Since I don't need a dynamic data structure, marissa-trie or DAWG would seem to be the candidates for extending to support our case.

@kmike, is this a fair characterization? If so, which would you recommend marissa-trie or DAWG?

fgregg commented 7 years ago

@thatdatabaseguy explained that the 255 char alphabet for datrie can be hacked around.

The elements of my sets are all integers. If I encode the set like so

encode = lambda x : '-'.join(str(each) for each in sorted(x)) 
s = {1, 10, 100}
trie = datrie.Trie("01234567890-")
trie[encoded(s)] = 'foo'
state = datrie.State(trie)
state.walk(encode({1}))
it = datrie.Iterator(state)
element = ''
while it.next():
    node = it.key()
    if node != '-':
        element += node
    else:
         print(int(element))
         element = ''
kmike commented 7 years ago

The main issue with datrie is that its building speed is in fact O(N^2). There are "tails" which sometimes need to be moved during insertion, and in the worst case (which is not too uncommon) insertion time is linear in the size of the trie.

With marisa-trie arbitrary walking (as in a trie) is not possilbe AFAIK, it is a limitation of a data structure, not just something which is not implemented (https://code.google.com/archive/p/marisa-trie/issues/9).
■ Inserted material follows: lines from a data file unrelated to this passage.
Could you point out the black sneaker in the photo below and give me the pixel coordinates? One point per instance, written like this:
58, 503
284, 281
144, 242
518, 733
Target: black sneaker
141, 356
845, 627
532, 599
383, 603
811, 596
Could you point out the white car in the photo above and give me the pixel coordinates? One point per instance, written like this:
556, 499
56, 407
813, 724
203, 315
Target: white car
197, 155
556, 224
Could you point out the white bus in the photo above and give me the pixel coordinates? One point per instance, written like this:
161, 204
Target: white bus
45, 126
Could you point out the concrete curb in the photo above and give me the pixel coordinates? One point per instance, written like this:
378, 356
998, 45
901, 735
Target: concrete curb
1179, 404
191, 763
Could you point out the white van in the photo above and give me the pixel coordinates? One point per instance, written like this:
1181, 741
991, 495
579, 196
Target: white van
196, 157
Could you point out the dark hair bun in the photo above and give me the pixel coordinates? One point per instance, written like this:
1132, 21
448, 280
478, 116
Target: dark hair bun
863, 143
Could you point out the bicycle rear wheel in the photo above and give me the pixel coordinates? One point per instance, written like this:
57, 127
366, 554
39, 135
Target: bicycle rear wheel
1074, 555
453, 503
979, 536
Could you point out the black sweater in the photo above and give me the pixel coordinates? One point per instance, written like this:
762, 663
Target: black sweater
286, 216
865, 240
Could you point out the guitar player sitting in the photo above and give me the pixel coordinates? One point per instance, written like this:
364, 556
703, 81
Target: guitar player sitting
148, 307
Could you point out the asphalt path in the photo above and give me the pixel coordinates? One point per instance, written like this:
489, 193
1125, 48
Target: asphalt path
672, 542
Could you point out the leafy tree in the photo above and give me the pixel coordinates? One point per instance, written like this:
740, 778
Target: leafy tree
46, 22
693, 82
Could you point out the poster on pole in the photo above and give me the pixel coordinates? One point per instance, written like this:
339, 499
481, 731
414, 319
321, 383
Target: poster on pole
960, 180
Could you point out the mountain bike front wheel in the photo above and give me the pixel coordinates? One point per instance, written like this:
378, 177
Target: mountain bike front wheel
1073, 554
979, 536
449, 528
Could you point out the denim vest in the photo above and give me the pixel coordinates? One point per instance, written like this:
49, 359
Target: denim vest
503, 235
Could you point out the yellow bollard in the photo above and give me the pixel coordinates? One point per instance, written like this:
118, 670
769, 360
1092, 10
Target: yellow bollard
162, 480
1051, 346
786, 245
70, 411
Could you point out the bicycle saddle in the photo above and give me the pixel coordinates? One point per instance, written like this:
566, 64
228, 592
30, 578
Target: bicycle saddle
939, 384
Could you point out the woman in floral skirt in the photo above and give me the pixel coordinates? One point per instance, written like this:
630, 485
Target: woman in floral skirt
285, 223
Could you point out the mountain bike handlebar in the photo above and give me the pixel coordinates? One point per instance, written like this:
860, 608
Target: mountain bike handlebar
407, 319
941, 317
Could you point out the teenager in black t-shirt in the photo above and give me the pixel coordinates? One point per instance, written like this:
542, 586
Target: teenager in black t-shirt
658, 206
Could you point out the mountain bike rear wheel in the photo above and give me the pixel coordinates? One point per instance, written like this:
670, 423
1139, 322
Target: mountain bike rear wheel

If static data is OK, DAWG can be a good choice. Custom iteration is not exposed to Python, but nothing prevents it from being implemented, it is straightforward once you understand data format. If you need something custom it could be better to implement the whole thing in Cython, to make it fast; that's the reason custom iteration was low priority, and we were adding more methods to DAWG class itself instead, implementing them in Cython. That said, custom iterator objects like in datrie are a welcome addition to DAWG package. There is also https://github.com/pytries/DAWG-Python package which implements a pure-Python reader for DAWG structure; it can be easier to hack on.

I think walking can be also implemented for HAT-Trie, but it can be a bit less straightforward. HAT-Trie is not really a trie, there are levels of small hash maps which are sorted on demand when needed.

There is no vanilla Trie in pytries :) You can also check trie from BioPython; it is also not vanilla though.

Alphabet size is 255 (or 254) in all of these tries; unicode data is encoded to UTF-8 for all tries other than datrie.

If you're storing binary data null bytes can be a problem, as they have special meaning in some of the trie implementations.

fgregg commented 7 years ago

@kmike, thanks for your comprehensive reply. Very much appreciated.